An Autobiography: The Story of My Experiments with Truth*
Author: M. K. Gandhi
The Floating Press, January 01, 2009 - 891 pages
In this autobiography, also titled The Story of My Experiments with Truth, Mohandas K. Gandhi recounts his life from childhood up until 1921, noting that "my life from this point onward has been so public that there is hardly anything about it that people do not know." Harper Collins chose this work as one of the "100 Most Important Spiritual Books of the 20th Century." The pursuit of truth was a guiding principle for Gandhi. He states that it "is not my purpose to attempt a real autobiography. I simply want to tell the story of my numerous experiments with truth, and as my life consists of nothing but those experiments, it is true that the story will take the shape of an autobiography." He also notes that this "will of course include experiments with non-violence, celibacy and other principles of conduct believed to be distinct from truth."

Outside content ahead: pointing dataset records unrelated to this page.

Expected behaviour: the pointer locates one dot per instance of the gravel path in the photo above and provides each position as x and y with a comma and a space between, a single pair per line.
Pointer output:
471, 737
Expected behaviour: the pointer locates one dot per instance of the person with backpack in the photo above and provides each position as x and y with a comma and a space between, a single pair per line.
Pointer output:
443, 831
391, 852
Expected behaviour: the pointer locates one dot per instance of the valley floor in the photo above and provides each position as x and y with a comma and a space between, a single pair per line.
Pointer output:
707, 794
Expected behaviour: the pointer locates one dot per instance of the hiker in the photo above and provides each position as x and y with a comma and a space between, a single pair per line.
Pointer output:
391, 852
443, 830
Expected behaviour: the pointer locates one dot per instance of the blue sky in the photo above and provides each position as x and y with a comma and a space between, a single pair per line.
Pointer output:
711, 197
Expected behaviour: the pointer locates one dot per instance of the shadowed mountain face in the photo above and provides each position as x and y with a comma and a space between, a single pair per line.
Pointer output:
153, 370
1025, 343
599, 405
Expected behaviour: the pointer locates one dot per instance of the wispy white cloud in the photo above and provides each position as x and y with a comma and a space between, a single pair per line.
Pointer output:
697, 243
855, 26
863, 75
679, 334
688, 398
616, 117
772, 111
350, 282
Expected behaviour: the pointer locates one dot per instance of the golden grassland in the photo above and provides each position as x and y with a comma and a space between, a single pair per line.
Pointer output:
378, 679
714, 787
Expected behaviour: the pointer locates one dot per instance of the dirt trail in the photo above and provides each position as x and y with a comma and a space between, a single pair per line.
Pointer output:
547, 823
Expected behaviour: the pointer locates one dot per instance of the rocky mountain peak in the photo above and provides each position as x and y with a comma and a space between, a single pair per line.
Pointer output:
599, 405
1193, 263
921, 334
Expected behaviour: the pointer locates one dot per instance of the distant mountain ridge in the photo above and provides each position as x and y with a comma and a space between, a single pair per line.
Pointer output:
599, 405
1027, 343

Mohandas Gandhi is well known as a political activist and pacifist who played a key role in achieving India's independence from Great Britain. Although born in Porbandar, India, to parents of the Vaisya (merchant) caste, he was given a modern education and eventually studied law in London. After returning briefly to India, Gandhi went to South Africa in 1893, where he spent the next 20 years working to secure Indian rights. It was during this time that he experimented with and developed his basic philosophy of life. Philosophically, Gandhi is best known for his ideas of satyagraha (truth-force) and ahimsa (nonharming). Intrinsic to the idea of truth-force is the correlation between truth and being; truth is not merely a mental correspondence with reality but a mode of existence. Hence, the power of the truth is not what one argues for but what one is. He developed this idea in conjunction with the principle of nonviolence, showing in his nationalist activities that the force of truth, expressed nonviolently, can be an irresistible political weapon against intolerance, racism, and social violence. Although his basic terminology and conceptual context were Hindu, Gandhi was impressed by the universal religious emphasis on the self-transformative power of love, drawing his inspiration from Christianity, Western philosophy, and Islam as well.